Истинный облик Лероя Дарси (СИ) - Петров Марьян. Страница 82

— Хреново мне, знаете ли! — русский помял мышцу могучей груди. — Сердце немного закололо, хоть вспомнил, что оно слева, оказывается… Док, дай сердечных капель, что ли?

Роше накапал лекарство в стакан с водой.

— Кому из вас я могу позвонить, чтобы узнать про Лапоньку? — Рудольф выпил и сморщился. — Вот же дрянь!

— Смею заметить, что ваше беспокойство неуместно. Любовь, кстати, тоже. Сейчас мальчику понадобится уход, забота и покой! — строго проговорил Анри. — Вы же пытались давить на Престона.

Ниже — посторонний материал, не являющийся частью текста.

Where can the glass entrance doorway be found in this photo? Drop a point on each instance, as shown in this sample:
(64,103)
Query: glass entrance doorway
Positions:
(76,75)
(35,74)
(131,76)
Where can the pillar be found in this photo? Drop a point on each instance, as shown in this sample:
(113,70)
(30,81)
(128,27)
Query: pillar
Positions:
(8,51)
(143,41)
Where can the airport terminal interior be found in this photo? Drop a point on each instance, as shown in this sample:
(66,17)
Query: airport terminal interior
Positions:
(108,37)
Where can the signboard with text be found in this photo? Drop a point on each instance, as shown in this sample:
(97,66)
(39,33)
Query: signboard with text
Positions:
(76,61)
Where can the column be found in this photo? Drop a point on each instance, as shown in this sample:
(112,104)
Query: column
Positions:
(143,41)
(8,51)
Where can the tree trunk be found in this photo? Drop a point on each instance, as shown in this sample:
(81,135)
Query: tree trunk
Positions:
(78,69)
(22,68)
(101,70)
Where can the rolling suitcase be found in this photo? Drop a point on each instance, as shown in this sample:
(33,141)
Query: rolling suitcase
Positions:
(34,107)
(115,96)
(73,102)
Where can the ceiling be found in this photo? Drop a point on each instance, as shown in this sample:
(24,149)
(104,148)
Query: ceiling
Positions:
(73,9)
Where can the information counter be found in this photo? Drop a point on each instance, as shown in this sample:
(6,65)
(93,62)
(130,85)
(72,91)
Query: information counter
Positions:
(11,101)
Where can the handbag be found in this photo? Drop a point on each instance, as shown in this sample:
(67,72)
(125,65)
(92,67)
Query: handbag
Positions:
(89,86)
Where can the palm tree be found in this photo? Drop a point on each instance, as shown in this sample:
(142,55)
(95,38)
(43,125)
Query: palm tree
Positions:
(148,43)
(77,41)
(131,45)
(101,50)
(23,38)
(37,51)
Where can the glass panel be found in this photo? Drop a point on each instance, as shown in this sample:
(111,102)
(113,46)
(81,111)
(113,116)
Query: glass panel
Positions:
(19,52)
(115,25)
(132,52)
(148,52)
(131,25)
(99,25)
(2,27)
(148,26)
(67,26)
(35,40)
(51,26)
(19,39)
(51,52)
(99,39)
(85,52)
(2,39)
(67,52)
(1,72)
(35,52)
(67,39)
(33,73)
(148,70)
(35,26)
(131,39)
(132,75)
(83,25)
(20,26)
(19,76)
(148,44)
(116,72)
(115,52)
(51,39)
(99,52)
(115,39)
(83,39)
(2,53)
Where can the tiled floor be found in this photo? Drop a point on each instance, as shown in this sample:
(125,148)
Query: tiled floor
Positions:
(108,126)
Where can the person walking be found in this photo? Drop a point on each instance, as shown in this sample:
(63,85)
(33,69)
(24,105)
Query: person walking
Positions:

— Не ваше дело, а силы природы! Я его выбрал и терять не намерен!

— С юношей всё будет в порядке! Оставьте нашу семью в покое! — Роше был немного выше широченного в плечах русского бизнесмена. — Вы помогли мальчику, не сводите все свои заслуги на «нет»!

— Док, не лезьте! — угроза завибрировала в низком голосе Колмагорова, но он остыл и сунул Анри визитку. — Тогда сами звякните мне, когда он в себя придёт, пожа…луйста.

— Хорошо! — сухо выдавил Роше. — Но только, принимая во внимание ваше участие в этом… кошмаре. Не добивайте мальчика, Рудольф, прошу, как врач! Он только начинает самостоятельную жизнь.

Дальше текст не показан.